The man shook his head but looked sympathetic. “I’m sorry. I can send a letter for you, but it might not catch him until he gets to Vladivostok.”
Nadia wrote another letter, but it felt like a goodbye rather than a plea for help. Vladivostok. It was over two thousand miles away. In perfect health, with a well-stocked sleigh and team of horses, she might make it. On foot, after starving for nearly a year? She didn’t like her chances.
She couldn’t leave the White Army, or she’d be vulnerable to bandits. Yet staying with them meant the Reds were a constant threat. Things were going badly for the Whites. General Kappel had died when his frostbite had turned to gangrene, and even the ministrations of a Czech doctor hadn’t been able to save him. Voitsekhovsky was their new leader, the man who had sent Nikolai and the others to negotiate. But even if Irkutsk’s current leaders cooperated, the larger enemy, the Red Army, would continue its pursuit. They wouldn’t stop until all of Russia was under Bolshevik control.
They spent the night in a broken boxcar. The back wheels were gone, so it balanced at an angle on the ground near the train depot, no longer on the tracks.
Nikolai sat beside her. It was dark, but it wasn’t late. He and the others had delivered the White Army’s demands to the Irkutsk government, but they hadn’t yet received an answer.

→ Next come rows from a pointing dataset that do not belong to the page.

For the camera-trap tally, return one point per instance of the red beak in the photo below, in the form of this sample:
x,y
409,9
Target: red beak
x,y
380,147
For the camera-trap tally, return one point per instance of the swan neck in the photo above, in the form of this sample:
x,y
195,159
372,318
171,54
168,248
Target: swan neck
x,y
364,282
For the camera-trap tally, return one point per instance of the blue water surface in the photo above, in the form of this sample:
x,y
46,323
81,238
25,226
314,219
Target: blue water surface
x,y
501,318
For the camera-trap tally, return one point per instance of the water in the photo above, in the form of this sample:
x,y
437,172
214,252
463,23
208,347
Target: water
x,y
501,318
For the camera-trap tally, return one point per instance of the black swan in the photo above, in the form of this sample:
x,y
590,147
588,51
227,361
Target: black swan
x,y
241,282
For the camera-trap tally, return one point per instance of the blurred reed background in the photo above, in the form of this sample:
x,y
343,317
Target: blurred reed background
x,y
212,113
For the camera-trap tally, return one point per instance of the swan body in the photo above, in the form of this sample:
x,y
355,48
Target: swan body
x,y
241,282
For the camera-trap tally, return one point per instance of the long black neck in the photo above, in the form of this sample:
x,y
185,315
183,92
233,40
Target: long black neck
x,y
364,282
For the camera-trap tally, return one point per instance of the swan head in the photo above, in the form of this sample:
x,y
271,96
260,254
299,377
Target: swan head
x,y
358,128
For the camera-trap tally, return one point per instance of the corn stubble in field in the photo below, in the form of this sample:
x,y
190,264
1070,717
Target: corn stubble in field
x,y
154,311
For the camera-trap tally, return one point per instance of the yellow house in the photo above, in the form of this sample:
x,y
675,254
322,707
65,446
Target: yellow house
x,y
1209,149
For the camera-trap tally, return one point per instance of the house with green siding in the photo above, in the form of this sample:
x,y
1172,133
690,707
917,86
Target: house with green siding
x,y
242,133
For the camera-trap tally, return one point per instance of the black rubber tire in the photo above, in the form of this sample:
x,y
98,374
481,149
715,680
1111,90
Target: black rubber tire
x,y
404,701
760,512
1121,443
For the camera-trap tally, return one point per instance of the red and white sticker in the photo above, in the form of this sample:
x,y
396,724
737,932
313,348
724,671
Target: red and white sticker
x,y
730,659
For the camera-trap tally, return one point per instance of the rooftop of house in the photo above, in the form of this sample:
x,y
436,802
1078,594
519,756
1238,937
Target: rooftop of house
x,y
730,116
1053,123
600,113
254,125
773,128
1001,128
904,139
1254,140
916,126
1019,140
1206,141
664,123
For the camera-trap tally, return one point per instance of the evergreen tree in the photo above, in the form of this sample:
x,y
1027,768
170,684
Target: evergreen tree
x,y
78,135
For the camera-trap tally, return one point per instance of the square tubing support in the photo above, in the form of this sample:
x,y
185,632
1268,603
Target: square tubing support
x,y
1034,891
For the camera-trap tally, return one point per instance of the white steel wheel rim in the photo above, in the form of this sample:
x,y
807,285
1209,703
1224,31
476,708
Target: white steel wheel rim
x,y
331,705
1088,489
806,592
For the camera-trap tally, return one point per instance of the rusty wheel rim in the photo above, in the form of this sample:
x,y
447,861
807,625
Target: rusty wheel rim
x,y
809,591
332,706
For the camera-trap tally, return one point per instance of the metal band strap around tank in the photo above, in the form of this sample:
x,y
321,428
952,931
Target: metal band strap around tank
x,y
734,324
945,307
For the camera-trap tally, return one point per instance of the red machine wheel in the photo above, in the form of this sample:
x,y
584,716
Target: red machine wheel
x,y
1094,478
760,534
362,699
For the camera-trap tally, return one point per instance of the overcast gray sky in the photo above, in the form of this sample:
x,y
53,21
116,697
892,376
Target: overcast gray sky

“If the White Army never recovers, would you consider emigration?” she asked.
“You mean if we lose?”
“Yes.” She hated to sound so defeatist, but it was hard to have faith in an army so desperate for food, ammunition, and clothing. The only things the White Army had in abundance were typhus, dysentery, and frostbite cases. Maybe courage too, but courage alone didn’t win wars.
Nikolai sighed. “I don’t think I can leave Russia without breaking my soul in two. Our family’s lands are here. This is where our ancestors lived and bled and died. You heard Papa tell the stories, same as I did.”
She remembered the stories. And she had the same concerns. Her Russian soul was connected to the Russian soil in a way that couldn’t be easily severed. She’d been willing to emigrate when her family was dead, but now that Nikolai was alive, the thought of leaving him hurt more than the ever-present ache of hunger or the sharp sting of the Siberian winter.
Nikolai continued. “I don’t think the Bolsheviks will ever forgive me for being born a baron’s son and fighting against them. If I stay, my only inheritance in Russia will be a grave. So I suppose I’ll have to leave, because I don’t think we can win. The war’s lost, Nadia. It’s not over yet, but we can’t win anymore. We’re here to negotiate safe passage. We told them we won’t attack Irkutsk if they let our wounded through unscathed, release Kolchak, and give us 250 million rubles.”
“That much?”
“It’s about a third of what they took from the Czechs. If we take the city, we’ll take all the gold. They’d have trouble moving it before we arrived in force.”